When we ask for policy change, let us ask for policies that are radically different to those we have now. Currently, education is a place where we build skills that will help us compete with each other, rather than build communities. The number of qualifications we acquire is more important than how we learn or the quality of our learning. By changing these things, we can demand an education that makes us more aware of country and community; one that helps us navigate our moral and ethical quandaries as well as our economic and political ones. And to do this, we need to change our own stance towards education and move away from the individualistic, competitive ethos that has overtaken us today.

If we want an educational environment that would deliver radical change, we must begin by asking for teachers who want to teach, whether in a Montessori, primary school or university. This also means demanding that school teachers are paid a higher salary and that they receive the training they need to be inspiring and committed educators. We must also ask that our curricula be changed. None of this will happen unless the state sets aside the required resources for education and creates informed policies.
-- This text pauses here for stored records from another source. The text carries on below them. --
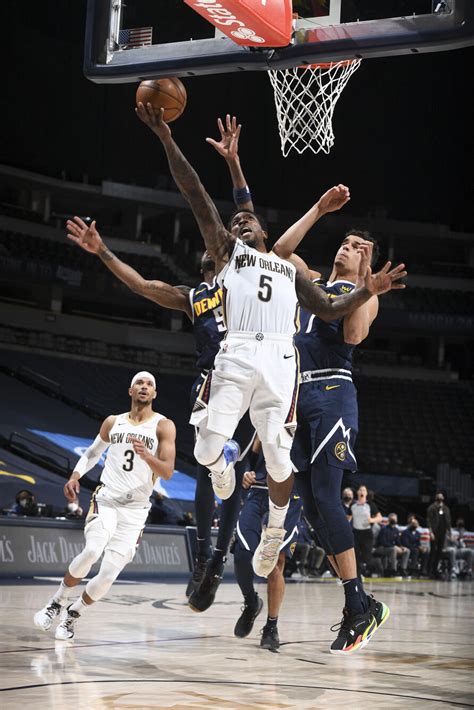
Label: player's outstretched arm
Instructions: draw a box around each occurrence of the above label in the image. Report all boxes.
[67,217,192,318]
[132,419,176,481]
[135,102,230,272]
[206,114,254,212]
[273,185,351,259]
[63,415,115,502]
[296,242,407,322]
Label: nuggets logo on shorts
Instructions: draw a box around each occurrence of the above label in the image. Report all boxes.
[334,441,347,461]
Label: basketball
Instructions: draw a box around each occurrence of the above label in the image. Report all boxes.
[136,77,187,123]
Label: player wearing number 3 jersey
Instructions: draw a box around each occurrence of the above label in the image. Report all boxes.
[34,372,176,640]
[147,107,408,576]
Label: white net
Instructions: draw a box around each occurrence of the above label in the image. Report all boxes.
[268,59,362,157]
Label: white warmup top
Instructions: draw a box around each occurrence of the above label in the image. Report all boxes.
[100,412,166,501]
[217,239,297,338]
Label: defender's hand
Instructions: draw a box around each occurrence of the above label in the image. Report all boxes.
[135,101,171,141]
[364,261,407,296]
[206,114,242,160]
[318,184,351,215]
[66,217,104,254]
[242,471,257,490]
[63,478,81,503]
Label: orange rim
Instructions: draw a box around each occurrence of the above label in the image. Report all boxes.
[298,59,357,69]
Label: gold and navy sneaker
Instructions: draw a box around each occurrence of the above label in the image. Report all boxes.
[331,605,377,656]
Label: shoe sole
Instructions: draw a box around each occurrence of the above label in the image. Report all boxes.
[212,461,235,500]
[329,607,378,656]
[234,597,263,639]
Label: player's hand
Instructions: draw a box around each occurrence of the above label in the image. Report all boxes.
[242,471,257,490]
[318,185,351,215]
[66,217,104,254]
[135,101,171,140]
[206,114,242,160]
[131,439,150,461]
[63,478,81,503]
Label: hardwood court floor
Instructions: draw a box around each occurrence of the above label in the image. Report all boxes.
[0,581,474,710]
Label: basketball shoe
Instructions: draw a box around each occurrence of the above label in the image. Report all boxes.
[331,604,377,656]
[209,439,240,500]
[234,594,263,639]
[260,624,280,651]
[252,526,286,577]
[54,607,80,641]
[33,599,61,631]
[188,558,225,611]
[186,557,209,598]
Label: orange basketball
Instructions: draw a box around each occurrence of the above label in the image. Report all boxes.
[136,77,187,123]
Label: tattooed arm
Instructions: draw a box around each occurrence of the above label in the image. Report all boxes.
[67,217,192,319]
[136,103,231,273]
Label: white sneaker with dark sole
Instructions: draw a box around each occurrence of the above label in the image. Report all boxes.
[33,599,62,631]
[54,608,80,641]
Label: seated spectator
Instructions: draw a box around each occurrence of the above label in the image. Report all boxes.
[374,513,410,577]
[351,485,382,576]
[442,519,474,579]
[11,489,38,517]
[400,515,428,576]
[342,488,354,522]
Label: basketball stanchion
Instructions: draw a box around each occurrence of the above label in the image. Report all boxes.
[268,59,362,157]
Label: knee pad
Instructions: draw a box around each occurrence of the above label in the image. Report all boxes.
[194,432,227,467]
[86,550,127,602]
[262,441,293,483]
[69,528,108,579]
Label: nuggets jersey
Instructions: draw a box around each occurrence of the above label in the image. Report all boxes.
[189,278,226,370]
[295,279,355,373]
[217,239,297,337]
[100,412,165,504]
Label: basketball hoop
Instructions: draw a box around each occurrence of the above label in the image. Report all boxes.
[268,59,362,158]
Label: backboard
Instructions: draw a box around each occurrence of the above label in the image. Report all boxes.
[84,0,474,83]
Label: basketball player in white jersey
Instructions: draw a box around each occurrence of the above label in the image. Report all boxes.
[34,371,176,640]
[137,103,405,577]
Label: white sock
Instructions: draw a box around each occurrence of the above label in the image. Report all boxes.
[69,597,91,615]
[268,500,290,528]
[53,582,74,604]
[208,454,226,474]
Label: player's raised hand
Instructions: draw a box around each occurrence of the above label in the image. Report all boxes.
[206,114,242,160]
[318,184,351,215]
[66,217,104,254]
[364,261,407,296]
[135,101,171,140]
[242,471,257,490]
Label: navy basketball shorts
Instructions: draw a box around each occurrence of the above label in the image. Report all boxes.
[291,379,358,471]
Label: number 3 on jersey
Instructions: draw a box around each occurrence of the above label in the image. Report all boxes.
[258,274,272,303]
[122,449,135,471]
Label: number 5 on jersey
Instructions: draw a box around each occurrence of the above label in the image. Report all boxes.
[258,274,272,303]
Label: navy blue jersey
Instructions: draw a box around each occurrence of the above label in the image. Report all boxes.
[189,278,226,370]
[295,279,355,373]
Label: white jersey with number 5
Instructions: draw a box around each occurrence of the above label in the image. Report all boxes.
[100,412,166,502]
[217,239,297,337]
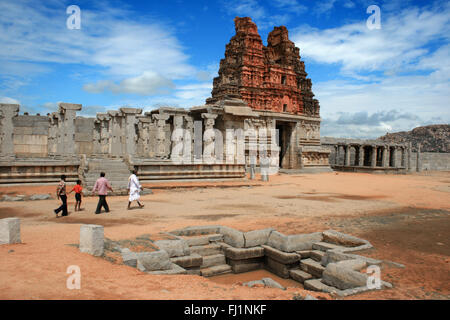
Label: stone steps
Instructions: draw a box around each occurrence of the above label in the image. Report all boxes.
[201,253,226,268]
[300,258,325,278]
[201,264,231,277]
[289,269,313,283]
[190,243,222,257]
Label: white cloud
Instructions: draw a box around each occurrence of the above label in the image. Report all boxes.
[0,0,195,94]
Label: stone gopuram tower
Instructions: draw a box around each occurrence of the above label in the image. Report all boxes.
[206,17,320,117]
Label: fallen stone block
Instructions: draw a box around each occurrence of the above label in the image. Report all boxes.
[303,279,340,293]
[231,262,264,273]
[267,231,322,252]
[322,230,367,247]
[262,245,300,264]
[262,278,286,290]
[220,227,245,248]
[121,248,138,268]
[300,258,325,278]
[264,256,298,279]
[138,250,172,271]
[189,243,222,257]
[170,226,221,236]
[322,263,368,290]
[295,250,312,259]
[310,250,325,262]
[80,224,105,256]
[201,264,231,277]
[289,269,313,283]
[170,253,203,268]
[154,240,190,258]
[224,247,264,260]
[312,241,346,252]
[244,228,275,248]
[201,253,226,268]
[0,218,21,244]
[147,263,187,275]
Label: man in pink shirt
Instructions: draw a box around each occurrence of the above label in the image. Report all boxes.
[92,172,113,214]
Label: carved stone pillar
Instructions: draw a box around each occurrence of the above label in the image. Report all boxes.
[370,146,377,168]
[152,113,170,159]
[0,103,20,158]
[358,145,364,167]
[58,102,81,156]
[120,108,142,156]
[202,113,218,163]
[344,145,350,166]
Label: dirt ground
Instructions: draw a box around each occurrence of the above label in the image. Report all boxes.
[0,172,450,299]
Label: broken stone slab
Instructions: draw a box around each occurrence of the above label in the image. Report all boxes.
[244,228,275,248]
[220,226,245,248]
[300,258,325,278]
[154,240,190,258]
[170,226,221,236]
[322,263,368,290]
[0,218,21,244]
[201,264,231,277]
[170,253,203,268]
[322,230,368,247]
[264,256,298,279]
[224,247,264,260]
[312,241,346,252]
[231,262,264,273]
[189,243,222,257]
[80,224,105,257]
[137,250,172,271]
[336,259,367,271]
[303,279,340,294]
[261,278,286,290]
[289,269,313,283]
[147,263,187,275]
[121,248,138,268]
[184,233,223,246]
[201,253,226,268]
[262,245,300,264]
[29,194,52,201]
[267,231,322,252]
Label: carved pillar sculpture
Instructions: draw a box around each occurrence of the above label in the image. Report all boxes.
[0,103,19,158]
[152,113,169,159]
[358,145,364,167]
[120,108,142,156]
[202,113,217,163]
[344,145,350,166]
[58,102,81,156]
[370,146,377,168]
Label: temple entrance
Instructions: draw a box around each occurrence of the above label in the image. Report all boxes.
[276,123,292,169]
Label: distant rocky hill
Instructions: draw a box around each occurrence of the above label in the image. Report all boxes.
[378,124,450,152]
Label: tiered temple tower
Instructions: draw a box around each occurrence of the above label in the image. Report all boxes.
[206,17,320,117]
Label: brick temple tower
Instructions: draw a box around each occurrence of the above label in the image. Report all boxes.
[206,17,320,118]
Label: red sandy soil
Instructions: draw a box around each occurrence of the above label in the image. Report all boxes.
[0,172,450,299]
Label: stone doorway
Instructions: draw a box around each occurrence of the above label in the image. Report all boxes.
[276,123,292,169]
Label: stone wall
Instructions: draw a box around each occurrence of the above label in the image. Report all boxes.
[13,115,49,158]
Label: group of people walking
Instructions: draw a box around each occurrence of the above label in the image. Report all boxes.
[54,170,144,217]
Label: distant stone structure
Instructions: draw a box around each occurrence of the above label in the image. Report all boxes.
[0,18,330,190]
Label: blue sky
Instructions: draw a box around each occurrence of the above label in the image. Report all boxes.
[0,0,450,138]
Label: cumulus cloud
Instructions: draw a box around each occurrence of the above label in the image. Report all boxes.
[0,0,195,94]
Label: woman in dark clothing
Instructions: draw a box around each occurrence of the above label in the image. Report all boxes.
[54,175,67,217]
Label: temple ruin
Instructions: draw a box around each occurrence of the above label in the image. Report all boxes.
[0,18,330,188]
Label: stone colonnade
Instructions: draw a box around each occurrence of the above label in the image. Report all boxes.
[334,143,411,168]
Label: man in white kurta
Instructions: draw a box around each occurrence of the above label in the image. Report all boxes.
[128,170,144,209]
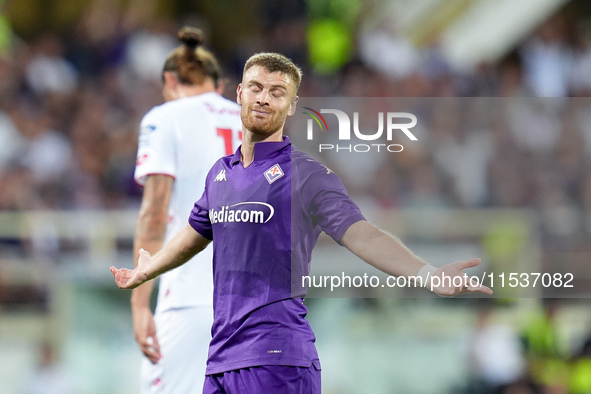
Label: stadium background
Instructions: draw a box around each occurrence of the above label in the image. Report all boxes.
[0,0,591,394]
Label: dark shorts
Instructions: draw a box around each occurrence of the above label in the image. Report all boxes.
[203,365,321,394]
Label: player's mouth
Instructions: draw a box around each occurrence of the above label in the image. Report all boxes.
[251,108,271,116]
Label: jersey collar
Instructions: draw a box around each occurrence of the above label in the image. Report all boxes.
[232,135,291,166]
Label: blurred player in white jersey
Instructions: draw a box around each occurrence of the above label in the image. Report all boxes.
[131,27,242,394]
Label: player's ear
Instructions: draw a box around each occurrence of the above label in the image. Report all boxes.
[287,96,300,116]
[236,83,242,105]
[162,71,179,90]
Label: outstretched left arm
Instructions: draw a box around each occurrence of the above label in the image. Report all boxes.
[110,224,211,289]
[341,220,492,297]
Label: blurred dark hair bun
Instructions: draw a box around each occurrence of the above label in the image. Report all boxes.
[178,27,205,50]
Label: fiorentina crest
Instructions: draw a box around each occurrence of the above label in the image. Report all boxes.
[265,164,285,184]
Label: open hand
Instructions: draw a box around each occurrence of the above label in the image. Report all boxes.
[429,258,493,297]
[109,249,150,289]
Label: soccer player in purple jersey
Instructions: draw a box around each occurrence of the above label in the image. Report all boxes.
[111,53,492,394]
These demands may seem idealistic. How can a country in crisis, with no money for fuel or food, demand funding for education? Yet a few months ago, we would have thought that a protest in front of the President’s residence, in Mirihana, was impossible. Political scientists, language teachers, science teachers, economists and historians all have work to do. As Black feminist author bell hooks says the classroom is the ‘most radical place of possibility’. #GotaGoHome is a metaphor for a larger call for ‘system change’. I ask that we begin to imagine this change and work towards it. We can imagine more.